🤖 AI Summary
This work addresses the insufficient accuracy of dialogue state tracking (DST) in task-oriented dialogue (TOD). We propose an execution-aware state tracking framework that abandons conventional grammar-based API invocation paradigms. Instead, it leverages large language models to generate executable Python code for dynamic user goal modeling, with constrained decoding ensuring syntactic and semantic validity. An execution feedback mechanism iteratively aligns the dialogue state by comparing code execution outputs against contextual dialogue history, enabling fine-grained error detection and self-correction. Evaluated on the SGD benchmark, our approach significantly outperforms existing state-of-the-art methods, achieving substantial improvements in joint intent-slot accuracy and cross-domain robustness. These results empirically validate the feasibility and effectiveness of “code-as-state-representation” for DST.
📝 Abstract
Programmable task-oriented dialogue (TOD) agents enable language models to follow structured dialogue policies, but their effectiveness hinges on accurate state tracking.

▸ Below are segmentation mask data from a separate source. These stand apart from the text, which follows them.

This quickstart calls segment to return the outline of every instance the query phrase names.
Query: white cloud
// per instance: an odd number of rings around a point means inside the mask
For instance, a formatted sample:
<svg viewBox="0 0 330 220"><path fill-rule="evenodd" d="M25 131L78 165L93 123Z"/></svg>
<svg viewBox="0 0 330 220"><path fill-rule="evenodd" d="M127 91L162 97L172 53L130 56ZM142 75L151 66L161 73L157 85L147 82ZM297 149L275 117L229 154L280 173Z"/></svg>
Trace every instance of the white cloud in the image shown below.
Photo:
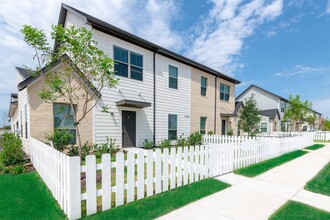
<svg viewBox="0 0 330 220"><path fill-rule="evenodd" d="M270 38L270 37L277 35L277 33L280 31L292 32L294 30L294 28L292 26L294 24L299 23L302 17L303 17L303 15L300 14L300 15L290 18L288 21L282 21L278 25L270 28L265 33L266 33L267 37Z"/></svg>
<svg viewBox="0 0 330 220"><path fill-rule="evenodd" d="M315 75L315 74L327 74L330 72L330 67L328 66L305 66L305 65L296 65L290 70L284 70L277 72L274 75L277 77L290 77L298 75Z"/></svg>
<svg viewBox="0 0 330 220"><path fill-rule="evenodd" d="M10 92L17 92L15 66L35 65L33 51L22 40L19 30L23 24L29 24L49 33L50 25L57 24L62 2L1 1L0 111L8 110ZM64 0L64 3L166 48L183 47L181 37L171 29L181 7L178 1Z"/></svg>
<svg viewBox="0 0 330 220"><path fill-rule="evenodd" d="M325 13L330 14L330 0L328 0L327 8L325 9Z"/></svg>
<svg viewBox="0 0 330 220"><path fill-rule="evenodd" d="M330 118L330 99L312 100L313 109L321 112L324 116Z"/></svg>
<svg viewBox="0 0 330 220"><path fill-rule="evenodd" d="M219 71L233 71L233 61L240 54L244 40L251 36L258 26L278 17L282 13L283 2L212 2L214 7L196 28L197 33L187 55Z"/></svg>

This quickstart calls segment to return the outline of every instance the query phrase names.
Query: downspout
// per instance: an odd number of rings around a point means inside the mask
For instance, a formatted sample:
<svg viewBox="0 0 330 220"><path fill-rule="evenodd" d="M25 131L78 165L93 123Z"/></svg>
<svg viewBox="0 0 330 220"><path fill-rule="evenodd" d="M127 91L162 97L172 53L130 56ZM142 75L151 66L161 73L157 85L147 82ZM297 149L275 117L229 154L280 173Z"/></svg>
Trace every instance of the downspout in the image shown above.
<svg viewBox="0 0 330 220"><path fill-rule="evenodd" d="M214 82L214 134L217 133L217 79L218 76L215 77Z"/></svg>
<svg viewBox="0 0 330 220"><path fill-rule="evenodd" d="M154 52L153 55L153 74L154 74L154 124L153 124L153 142L154 147L156 146L156 54L159 49Z"/></svg>

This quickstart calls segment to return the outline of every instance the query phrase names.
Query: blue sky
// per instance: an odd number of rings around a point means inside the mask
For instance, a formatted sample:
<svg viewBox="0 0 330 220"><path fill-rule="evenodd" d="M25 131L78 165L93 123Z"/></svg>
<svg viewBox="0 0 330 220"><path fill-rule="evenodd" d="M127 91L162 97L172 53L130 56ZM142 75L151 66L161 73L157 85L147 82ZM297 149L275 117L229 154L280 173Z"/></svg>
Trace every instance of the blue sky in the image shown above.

We present PyTOD, an agent that generates executable code to track dialogue state and uses policy and execution feedback for efficient error correction. To this end, PyTOD employs a simple constrained decoding approach, using a language model instead of grammar rules to follow API schemata. This leads to state-of-the-art state tracking performance on the challenging SGD benchmark. Our experiments show that PyTOD surpasses strong baselines in both accuracy and robust user goal estimation as the dialogue progresses, demonstrating the effectiveness of execution-aware state tracking.